Jon noted the slow lift and fall of her shoulders; each breath pulled straight from the compulsion working through her—truth rising from her like water drawn from a deep well.
“What if a home and children were still possible for you?” he asked.
A faint sound broke from her, caught somewhere between a breath and a swallowed ache. Her hands loosened at last, fingers spreading as though reaching for something she’d held only in memory.
“I would want that more than anything,” Della said, voice barely above a murmur. Her eyes glossed, the first hint of emotion slipping past the spell’s stillness. “Children underfoot, a hearth that belongs to me, days marked by laughter instead of chores. That wish never thinned, even when the years made it feel out of reach.” Her gaze steadied, soft but certain. “I’d treasure it if it ever came.”
Jon let a moment pass before moving, the chamber’s stillness shifting around him as he paced a slow arc. Each step on the stone gave a soft, measured echo.
“What if your youth were returned to you?” he asked. “Your prime—strength, ease, all of it.”
Della’s hand drifted to the grey at her temple, fingertips brushing it as if testing the years that had gathered there. The gesture carried more fatigue than self-pity.

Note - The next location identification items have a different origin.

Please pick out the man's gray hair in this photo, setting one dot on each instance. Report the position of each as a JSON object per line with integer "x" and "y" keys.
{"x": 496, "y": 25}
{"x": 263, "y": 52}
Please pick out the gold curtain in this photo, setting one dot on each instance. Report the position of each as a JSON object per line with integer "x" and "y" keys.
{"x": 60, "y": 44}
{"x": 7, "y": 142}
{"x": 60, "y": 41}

“I’d take that chance in a heartbeat,” she said, a faint warmth rising along her throat. “To feel my body answer me again—quick, steady, without the dull ache that follows every long day. To look in a glass and find the girl I used to be staring back, the one who thought the world still had room for her.” Her voice lowered. “Call it vanity or longing—either way, the want is still there. I’d reclaim that youth and try to live it right.”

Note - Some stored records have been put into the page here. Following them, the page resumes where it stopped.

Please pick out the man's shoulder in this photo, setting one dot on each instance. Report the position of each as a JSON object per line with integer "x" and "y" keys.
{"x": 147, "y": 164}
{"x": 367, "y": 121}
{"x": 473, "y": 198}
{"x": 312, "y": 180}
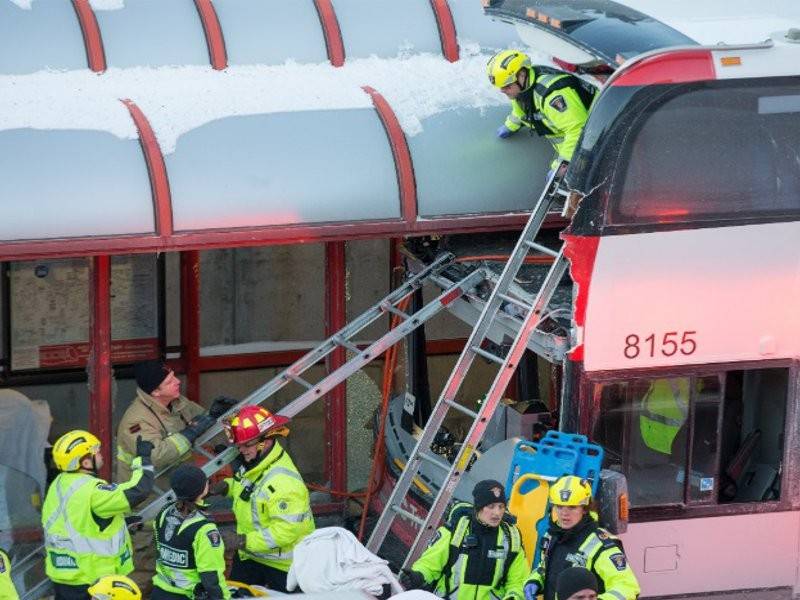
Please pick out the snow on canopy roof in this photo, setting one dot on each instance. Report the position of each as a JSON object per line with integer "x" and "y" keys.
{"x": 178, "y": 99}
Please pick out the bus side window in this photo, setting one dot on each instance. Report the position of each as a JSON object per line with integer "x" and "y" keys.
{"x": 752, "y": 437}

He halted directly in front of her, close enough to catch the fine creases at the corners of her eyes and the strain behind them. The earlier questions had worked through her piece by piece, stripping away hesitation, and the last hung in the narrow space between them like tension drawn taut on a bowstring.
“If I could grant any of that,” Jon said, his voice level, “what would you offer in return?”

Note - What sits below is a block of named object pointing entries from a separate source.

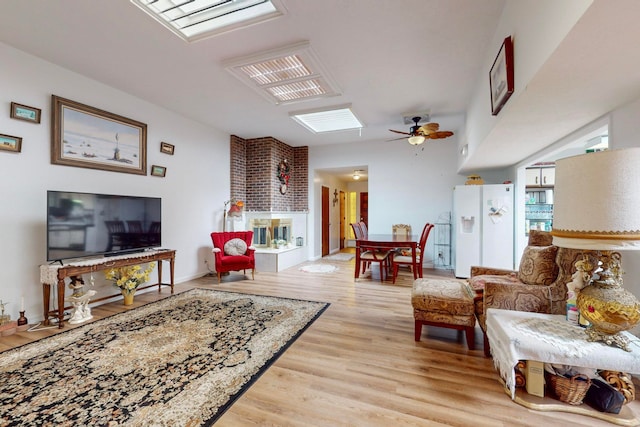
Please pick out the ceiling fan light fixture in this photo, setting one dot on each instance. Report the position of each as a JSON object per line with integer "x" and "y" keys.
{"x": 416, "y": 139}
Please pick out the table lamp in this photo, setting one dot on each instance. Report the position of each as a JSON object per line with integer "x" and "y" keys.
{"x": 597, "y": 209}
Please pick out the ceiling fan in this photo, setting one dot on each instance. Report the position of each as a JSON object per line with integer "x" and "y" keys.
{"x": 418, "y": 134}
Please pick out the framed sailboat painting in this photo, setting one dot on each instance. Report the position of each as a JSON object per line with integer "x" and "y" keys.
{"x": 88, "y": 137}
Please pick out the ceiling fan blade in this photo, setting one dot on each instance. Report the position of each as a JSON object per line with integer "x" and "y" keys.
{"x": 398, "y": 131}
{"x": 439, "y": 134}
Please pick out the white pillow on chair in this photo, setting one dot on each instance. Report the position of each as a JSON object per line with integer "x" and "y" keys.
{"x": 235, "y": 247}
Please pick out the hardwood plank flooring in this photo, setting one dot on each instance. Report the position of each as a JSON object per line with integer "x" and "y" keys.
{"x": 358, "y": 364}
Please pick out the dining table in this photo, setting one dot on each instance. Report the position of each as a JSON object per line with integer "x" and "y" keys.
{"x": 388, "y": 241}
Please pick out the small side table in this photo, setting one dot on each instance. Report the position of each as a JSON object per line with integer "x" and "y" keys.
{"x": 518, "y": 335}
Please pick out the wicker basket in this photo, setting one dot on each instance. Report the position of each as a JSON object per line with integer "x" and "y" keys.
{"x": 569, "y": 390}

Della lifted her gaze to his, unblinking. With the compulsion gripping her, nothing shielded the truth that followed.
“I’d give you whatever you asked for,” she said, the answer spilling out with nothing held back. “My service, my trust, every secret I have. Those hopes have followed me my whole life. If you could make them real, Bastard or not, I’d bend myself to your will without a second thought.”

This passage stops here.